A-ha momentsPosted: August 10, 2012
It was raining as I entered Brisbane, and I suddenly felt immensely conscious of the extremely ungroomed appearance of both driver and vehicle when I rolled up to a carwash and enquired as to cost of a quick once-over. Peering through cruddy windows with sundry items pressed up against them, the owner looked doubtful about both his ability and desire to make an impact, but feeling sorry for the customer who appeared to have suffered at the lack of a mirror and grown a nice mono-brow, generously agreed to have a go at the exterior only.
Checking into the Sofitel, I encountered a similar reception from the young concierge who didnt want me leaving the car within direct or peripheral vision of any other guest. The overly mirrored lift, and highly groomed liftees had me shrinking to the corner and looking forward to level 18. A lift shutdown soon after confined me to my floor for the next hour without clean city clothes, during which I reflected on my 5522 km odyssey and arrived at some conclusions.
Awakening 1: The romantic and lofty plans I had of tearing off into the desert for weeks at a time to take incredible shots were likely curtailed by the persistent sciatica that came with solo responsibility at the bridge.
Awakening 2: Must take more time to go places. Less drive time provides keys to the replica castle and other great attractions.
Awakening 3: It only took two days to start talking to myself, OUT LOUD – early onset dementia previously joked about potentially imminent. Don’t be surprised when I greet you with “…and you are??”

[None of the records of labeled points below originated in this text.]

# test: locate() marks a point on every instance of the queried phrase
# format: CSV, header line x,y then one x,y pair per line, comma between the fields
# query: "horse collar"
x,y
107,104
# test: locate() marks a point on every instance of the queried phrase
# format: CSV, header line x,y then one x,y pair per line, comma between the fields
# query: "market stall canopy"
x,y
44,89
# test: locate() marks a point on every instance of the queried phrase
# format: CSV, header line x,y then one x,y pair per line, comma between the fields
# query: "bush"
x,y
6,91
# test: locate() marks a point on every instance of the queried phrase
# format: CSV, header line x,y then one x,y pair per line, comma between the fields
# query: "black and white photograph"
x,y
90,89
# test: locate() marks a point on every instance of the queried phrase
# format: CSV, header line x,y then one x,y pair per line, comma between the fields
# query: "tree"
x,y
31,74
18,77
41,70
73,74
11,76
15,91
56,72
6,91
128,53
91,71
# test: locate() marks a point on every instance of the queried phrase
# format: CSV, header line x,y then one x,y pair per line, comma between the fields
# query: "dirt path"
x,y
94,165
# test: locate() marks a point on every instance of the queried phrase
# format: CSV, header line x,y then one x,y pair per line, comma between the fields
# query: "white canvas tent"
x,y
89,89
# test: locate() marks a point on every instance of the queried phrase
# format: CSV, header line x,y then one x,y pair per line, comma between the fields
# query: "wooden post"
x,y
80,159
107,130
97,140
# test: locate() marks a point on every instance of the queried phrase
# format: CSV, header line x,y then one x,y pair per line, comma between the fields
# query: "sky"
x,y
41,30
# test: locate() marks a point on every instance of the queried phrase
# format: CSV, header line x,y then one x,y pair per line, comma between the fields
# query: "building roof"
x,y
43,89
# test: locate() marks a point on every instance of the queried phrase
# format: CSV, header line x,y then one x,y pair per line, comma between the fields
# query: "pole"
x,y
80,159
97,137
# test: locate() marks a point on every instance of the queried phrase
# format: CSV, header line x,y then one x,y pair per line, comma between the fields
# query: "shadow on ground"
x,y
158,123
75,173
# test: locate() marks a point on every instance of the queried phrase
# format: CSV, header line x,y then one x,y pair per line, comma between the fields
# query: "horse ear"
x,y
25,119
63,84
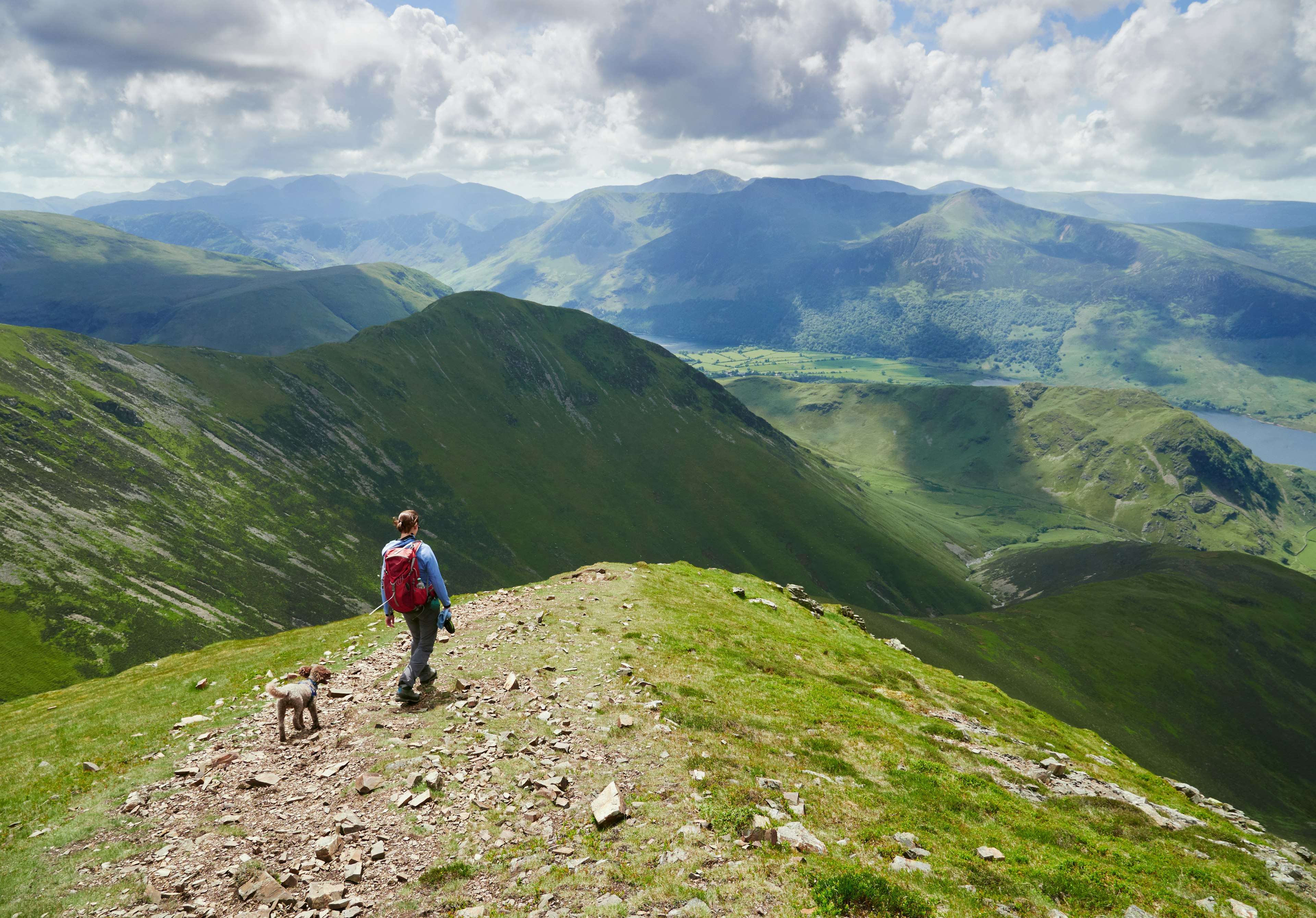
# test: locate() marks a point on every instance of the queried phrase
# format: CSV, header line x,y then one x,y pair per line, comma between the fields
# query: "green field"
x,y
984,467
202,495
745,692
731,362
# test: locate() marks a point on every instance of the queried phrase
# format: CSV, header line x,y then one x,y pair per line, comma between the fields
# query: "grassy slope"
x,y
993,466
745,703
1199,665
82,277
200,495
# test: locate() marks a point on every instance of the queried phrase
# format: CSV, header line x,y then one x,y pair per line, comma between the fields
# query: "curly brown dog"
x,y
301,696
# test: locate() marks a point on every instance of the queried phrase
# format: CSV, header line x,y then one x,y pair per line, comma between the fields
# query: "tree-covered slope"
x,y
165,498
993,466
77,276
1217,317
1198,665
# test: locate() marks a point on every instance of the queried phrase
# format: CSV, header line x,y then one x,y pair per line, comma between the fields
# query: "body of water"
x,y
1269,441
680,344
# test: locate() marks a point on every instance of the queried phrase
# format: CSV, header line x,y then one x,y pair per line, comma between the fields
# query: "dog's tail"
x,y
276,691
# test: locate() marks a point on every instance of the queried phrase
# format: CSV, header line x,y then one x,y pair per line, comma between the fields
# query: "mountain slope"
x,y
868,738
78,276
993,466
191,228
1198,665
202,495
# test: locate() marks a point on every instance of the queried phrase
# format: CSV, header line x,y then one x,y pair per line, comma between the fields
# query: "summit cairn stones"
x,y
609,807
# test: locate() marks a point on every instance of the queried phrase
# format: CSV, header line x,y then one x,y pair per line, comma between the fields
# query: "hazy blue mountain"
x,y
193,228
710,182
77,276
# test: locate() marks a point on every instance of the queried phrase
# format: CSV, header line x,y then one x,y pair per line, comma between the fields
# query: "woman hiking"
x,y
410,583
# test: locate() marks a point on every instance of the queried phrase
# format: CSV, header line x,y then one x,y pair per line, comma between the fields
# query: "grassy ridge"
x,y
82,277
1198,665
202,495
997,466
744,703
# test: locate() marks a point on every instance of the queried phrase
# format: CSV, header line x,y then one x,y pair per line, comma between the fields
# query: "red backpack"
x,y
402,579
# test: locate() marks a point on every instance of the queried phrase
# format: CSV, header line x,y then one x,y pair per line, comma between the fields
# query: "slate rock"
x,y
323,893
910,866
609,807
795,836
366,783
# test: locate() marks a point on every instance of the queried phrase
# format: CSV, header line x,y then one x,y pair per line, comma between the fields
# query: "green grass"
x,y
82,277
816,366
1198,665
986,467
776,679
257,491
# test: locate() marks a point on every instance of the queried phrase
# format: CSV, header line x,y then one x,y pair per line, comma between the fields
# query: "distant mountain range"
x,y
72,274
1210,303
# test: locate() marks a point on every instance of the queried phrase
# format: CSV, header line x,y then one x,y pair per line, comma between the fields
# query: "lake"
x,y
1269,441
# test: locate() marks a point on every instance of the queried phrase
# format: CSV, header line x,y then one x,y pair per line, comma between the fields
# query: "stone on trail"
x,y
910,866
1242,909
328,847
366,783
609,807
795,836
323,893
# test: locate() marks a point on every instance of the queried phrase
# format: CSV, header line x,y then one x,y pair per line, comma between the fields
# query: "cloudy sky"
x,y
551,97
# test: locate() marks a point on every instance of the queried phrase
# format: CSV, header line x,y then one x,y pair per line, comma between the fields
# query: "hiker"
x,y
410,583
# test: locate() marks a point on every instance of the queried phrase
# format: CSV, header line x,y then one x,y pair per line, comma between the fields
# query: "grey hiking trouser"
x,y
424,626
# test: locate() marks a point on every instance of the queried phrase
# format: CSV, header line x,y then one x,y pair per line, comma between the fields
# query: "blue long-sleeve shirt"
x,y
428,566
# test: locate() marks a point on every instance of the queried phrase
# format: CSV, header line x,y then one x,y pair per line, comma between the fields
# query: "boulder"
x,y
323,893
328,847
366,783
1242,909
909,866
795,836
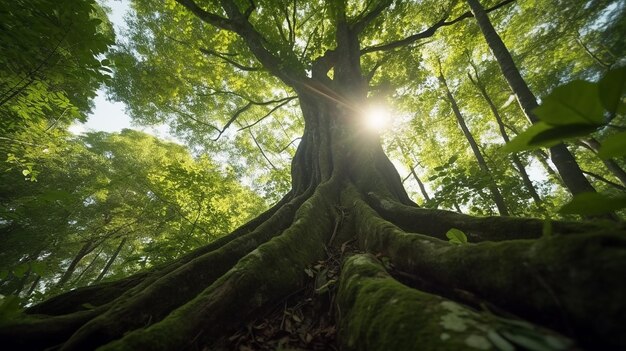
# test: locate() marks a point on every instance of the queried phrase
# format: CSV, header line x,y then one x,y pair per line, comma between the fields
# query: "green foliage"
x,y
594,204
456,236
102,189
575,110
9,308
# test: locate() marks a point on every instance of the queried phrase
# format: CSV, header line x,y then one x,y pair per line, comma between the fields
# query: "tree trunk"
x,y
84,250
344,241
493,188
420,184
514,157
610,164
562,158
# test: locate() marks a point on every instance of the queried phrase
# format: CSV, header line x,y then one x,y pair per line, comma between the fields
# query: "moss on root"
x,y
558,281
271,271
379,313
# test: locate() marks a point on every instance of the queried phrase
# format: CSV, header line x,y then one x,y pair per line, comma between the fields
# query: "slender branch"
x,y
428,32
362,23
267,114
232,62
191,117
601,178
232,119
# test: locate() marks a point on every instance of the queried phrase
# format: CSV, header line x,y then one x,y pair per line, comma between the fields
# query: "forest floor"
x,y
305,320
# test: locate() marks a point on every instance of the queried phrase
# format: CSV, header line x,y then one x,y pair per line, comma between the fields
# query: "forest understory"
x,y
318,274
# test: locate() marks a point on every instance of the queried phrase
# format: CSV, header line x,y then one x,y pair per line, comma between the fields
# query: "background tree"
x,y
340,241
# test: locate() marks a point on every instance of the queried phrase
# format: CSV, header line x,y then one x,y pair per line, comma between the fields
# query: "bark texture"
x,y
562,158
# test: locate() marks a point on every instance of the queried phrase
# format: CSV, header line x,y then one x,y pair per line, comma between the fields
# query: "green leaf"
x,y
613,146
9,307
522,141
593,204
557,134
499,342
576,102
612,88
38,267
20,270
456,236
546,229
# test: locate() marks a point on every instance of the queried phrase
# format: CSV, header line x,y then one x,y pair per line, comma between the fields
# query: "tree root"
x,y
379,313
273,270
436,223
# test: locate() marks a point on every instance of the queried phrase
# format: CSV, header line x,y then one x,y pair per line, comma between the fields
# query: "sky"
x,y
110,116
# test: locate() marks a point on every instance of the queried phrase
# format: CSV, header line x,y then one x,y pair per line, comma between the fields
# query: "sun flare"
x,y
377,117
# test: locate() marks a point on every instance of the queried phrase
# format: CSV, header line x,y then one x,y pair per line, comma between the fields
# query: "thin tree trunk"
x,y
406,156
562,158
495,192
84,250
82,273
420,184
619,173
514,157
106,268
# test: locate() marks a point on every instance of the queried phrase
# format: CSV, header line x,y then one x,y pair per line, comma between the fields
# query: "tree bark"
x,y
84,250
562,158
493,188
610,164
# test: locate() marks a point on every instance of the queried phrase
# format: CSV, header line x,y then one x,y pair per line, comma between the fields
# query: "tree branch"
x,y
428,32
286,100
232,62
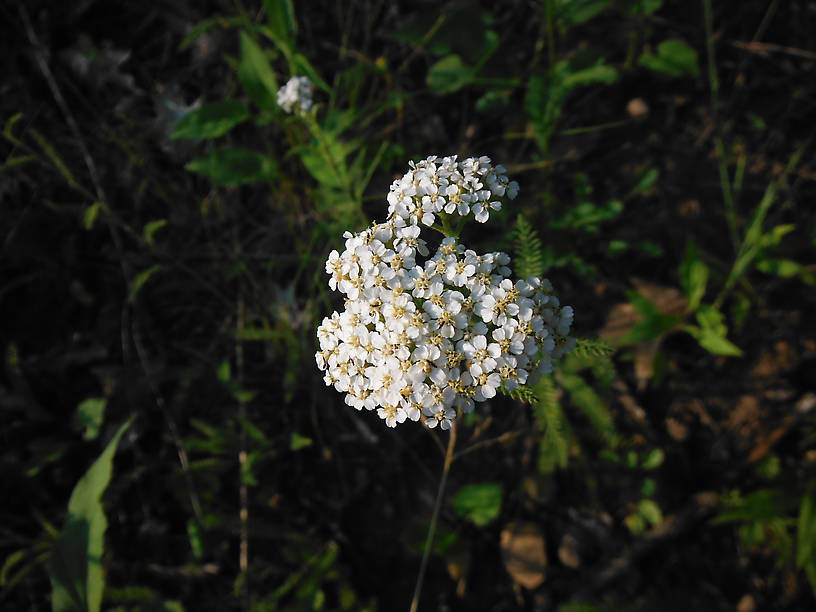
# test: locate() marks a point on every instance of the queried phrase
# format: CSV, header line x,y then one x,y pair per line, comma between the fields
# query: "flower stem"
x,y
426,555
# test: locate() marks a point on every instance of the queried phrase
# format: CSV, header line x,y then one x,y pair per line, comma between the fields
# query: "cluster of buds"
x,y
296,96
422,337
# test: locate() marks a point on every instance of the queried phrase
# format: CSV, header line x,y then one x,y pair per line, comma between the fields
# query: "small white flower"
x,y
296,95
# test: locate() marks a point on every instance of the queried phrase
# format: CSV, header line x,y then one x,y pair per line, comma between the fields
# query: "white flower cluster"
x,y
419,339
296,95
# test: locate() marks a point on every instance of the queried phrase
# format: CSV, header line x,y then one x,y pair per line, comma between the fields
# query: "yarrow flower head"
x,y
425,336
296,95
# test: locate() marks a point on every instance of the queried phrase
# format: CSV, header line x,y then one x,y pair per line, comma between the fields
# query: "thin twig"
x,y
505,437
119,246
426,555
766,48
243,558
425,39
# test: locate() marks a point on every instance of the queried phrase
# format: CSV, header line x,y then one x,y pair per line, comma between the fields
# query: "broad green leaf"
x,y
806,531
693,276
712,331
449,74
256,74
151,228
717,345
75,564
479,503
230,167
211,120
596,73
303,66
139,281
674,58
89,416
786,268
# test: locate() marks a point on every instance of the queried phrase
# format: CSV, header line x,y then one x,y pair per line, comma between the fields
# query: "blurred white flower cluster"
x,y
421,339
296,95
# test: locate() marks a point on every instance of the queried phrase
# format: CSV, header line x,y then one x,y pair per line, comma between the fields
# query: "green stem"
x,y
426,555
550,14
714,85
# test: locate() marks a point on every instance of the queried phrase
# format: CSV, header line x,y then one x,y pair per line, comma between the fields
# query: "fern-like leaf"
x,y
549,417
522,394
584,347
529,260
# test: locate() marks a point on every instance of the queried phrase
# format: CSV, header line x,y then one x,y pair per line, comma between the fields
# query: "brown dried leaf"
x,y
524,553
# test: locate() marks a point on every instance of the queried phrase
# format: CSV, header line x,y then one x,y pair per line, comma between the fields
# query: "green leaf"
x,y
282,22
75,564
634,8
297,441
653,460
674,58
89,416
479,503
764,504
141,278
529,260
256,74
91,214
693,276
449,74
574,12
303,66
650,511
806,531
635,523
8,128
194,535
712,331
549,417
230,167
224,374
211,120
151,228
786,268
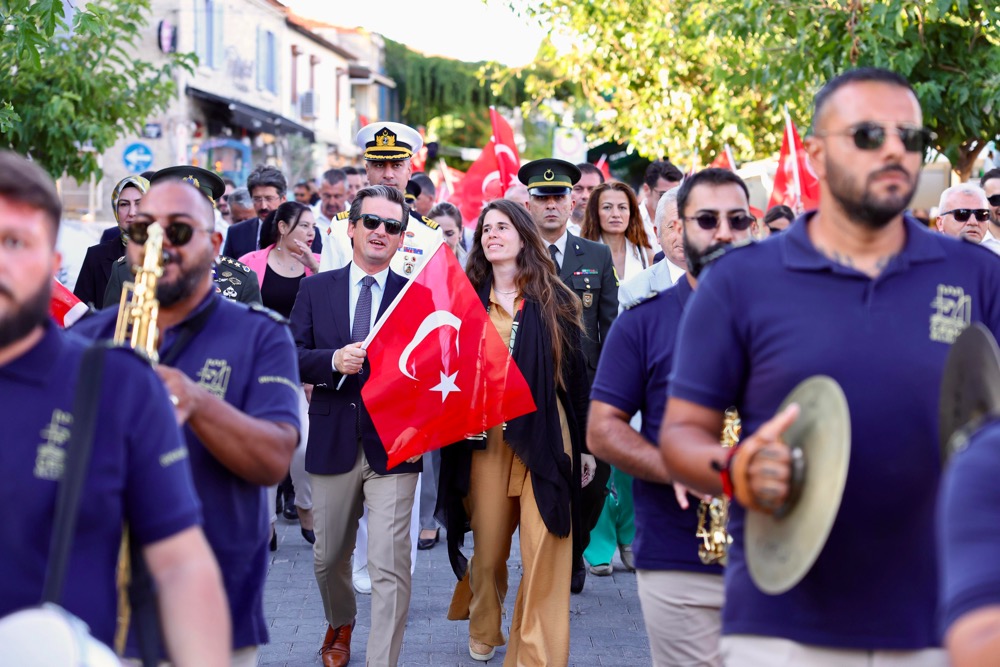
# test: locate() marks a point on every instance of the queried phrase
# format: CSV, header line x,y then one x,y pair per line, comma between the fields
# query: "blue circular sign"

Awakening 4: The apparent flush of health visible in the rear view mirror, leading one to conclude road life suited one, was in fact natures soft focus through a sheen of fine dust.
Awakening 5: Any place that has a sign out saying ‘Best coffee in the [locality]’ doesn’t, and never ask a motelier who does the best pub meal.
W flew in, and staggering away from the seafood buffet, I was ready to do it all again.